4. PDF Viewing and Navigation

The PDFViewer component allows users to view and navigate the referenced PDF documents:

const PDFViewer: React.FC = () => {
  const { currentPdfFile, currentPage, setCurrentPage } = useAppContext();

  return (
    <SpaceBetween size='l'>
      <Document
        file={pdfUrl}
        onLoadSuccess={onDocumentLoadSuccess}
        onLoadError={onDocumentLoadError}
      >
        <Page
          pageNumber={currentPage}
          renderAnnotationLayer={false}
          renderTextLayer={true}
          width={Math.min(800, window.innerWidth - 72)}
          scale={1}
        />
      </Document>
      {/* Navigation controls */}
    </SpaceBetween>
  );
};

5. PDF Download and Local Storage

When a query returns citations from PDF documents, the system automatically downloads these PDFs to the AppRunner instance for local viewing. This process ensures that users can access and view the referenced documents directly within the application.

// Ensure referenced files are available locally
const documentsDir = path.join(process.cwd(), 'public', 'documents');
await fs.mkdir(documentsDir, { recursive: true });

for (const source of sources) {
  if (source.reference) {
    const s3Uri = new URL(source.reference);
    const bucketName = s3Uri.hostname.split('.')[0];
    const key = s3Uri.pathname.slice(1); // Remove leading '/'
    const fileName = path.basename(key);
    const localPath = path.join(documentsDir, fileName);

    try {
      await fs.access(localPath);
    } catch (error) {
      // File doesn't exist, download it from S3
      const getObjectCommand = new GetObjectCommand({
        Bucket: bucketName,
        Key: key,
      });

      const { Body } = await s3Client.send(getObjectCommand);
      if (Body) {
        const fileStream = Body as NodeJS.ReadableStream;
        const writeStream = createWriteStream(localPath);
        await new Promise<void>((resolve, reject) => {
          fileStream
            .pipe(writeStream)
            .on('finish', () => resolve())
            .on('error', (err) => reject(err));
        });
        console.log(`Downloaded: ${fileName}`);
      }
    }

    // Update the reference to the local path
    source.reference = `/documents/${fileName}`;
  }
}

Here's how the PDF download and storage process works:

  1. The system checks if the cited document is already available locally.

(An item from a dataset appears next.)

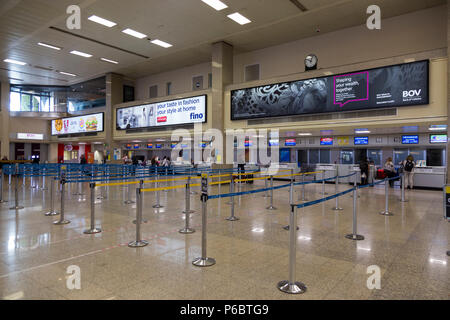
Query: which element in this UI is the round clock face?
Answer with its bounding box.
[305,54,317,68]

  2. If not, it downloads the PDF from the S3 bucket where it's stored.

  3. The downloaded PDF is saved in the public/documents directory of the AppRunner instance.

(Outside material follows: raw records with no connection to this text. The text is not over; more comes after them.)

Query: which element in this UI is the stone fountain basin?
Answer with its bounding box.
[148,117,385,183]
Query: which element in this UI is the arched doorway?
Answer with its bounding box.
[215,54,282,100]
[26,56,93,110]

  4. The citation reference is updated to point to the local path of the downloaded PDF.

    This approach offers several benefits:

  • Improved performance by reducing the need to fetch PDFs from S3 for every view.
  • Enhanced user experience with faster document loading times.
  • Reduced bandwidth usage and potential cost savings.

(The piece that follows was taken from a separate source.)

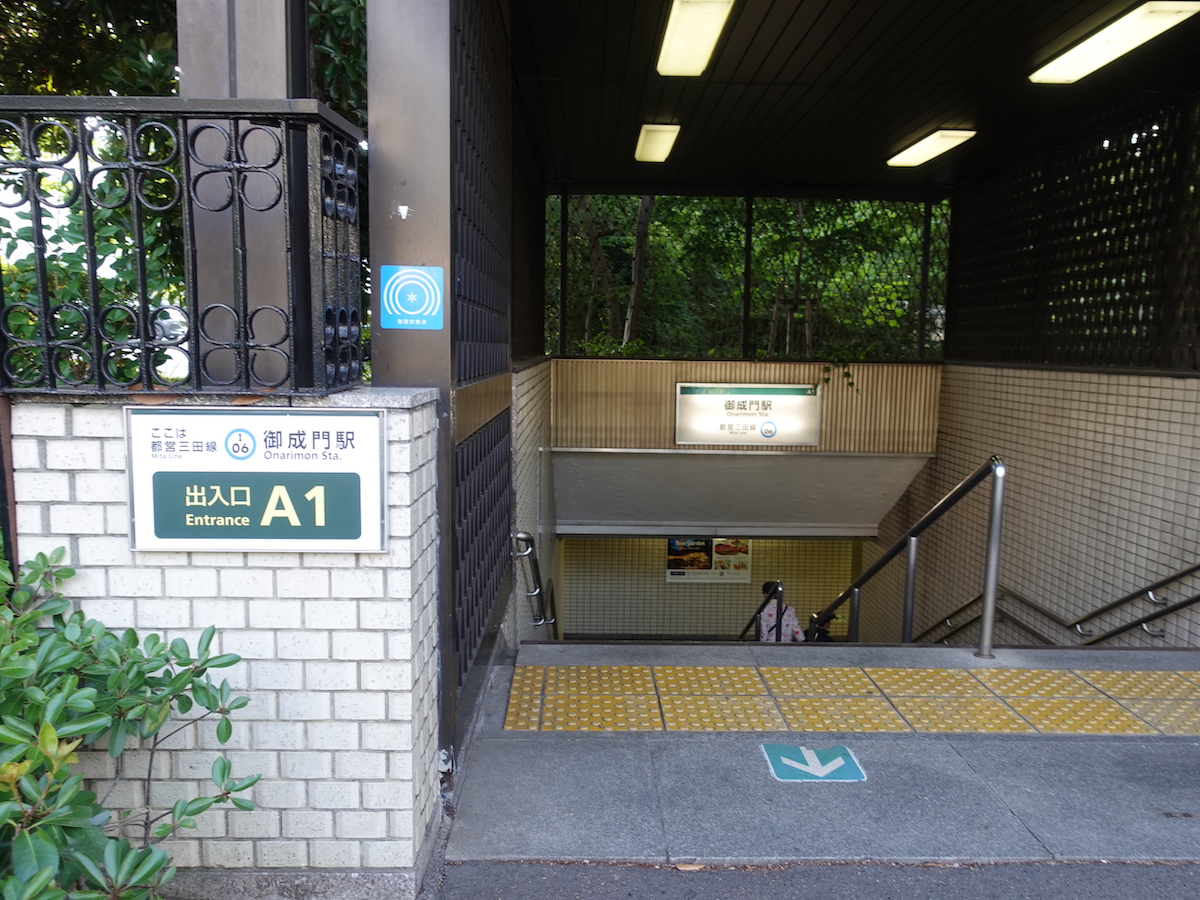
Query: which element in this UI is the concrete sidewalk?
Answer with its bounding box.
[421,644,1200,900]
[445,644,1200,866]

The PDFViewer component then uses these locally stored PDFs for display:

Result

ExampleOutput

Cleanup

To remove all deployed resources, run:

yarn cdk destroy

This will delete all AWS resources created by the CDK stack.

Contributing

Contributions to the CDK Knowledge Base project are welcome. Please read our Contributing Guide for more information.

License

This project is licensed under the MIT-0 License. See the LICENSE file for details.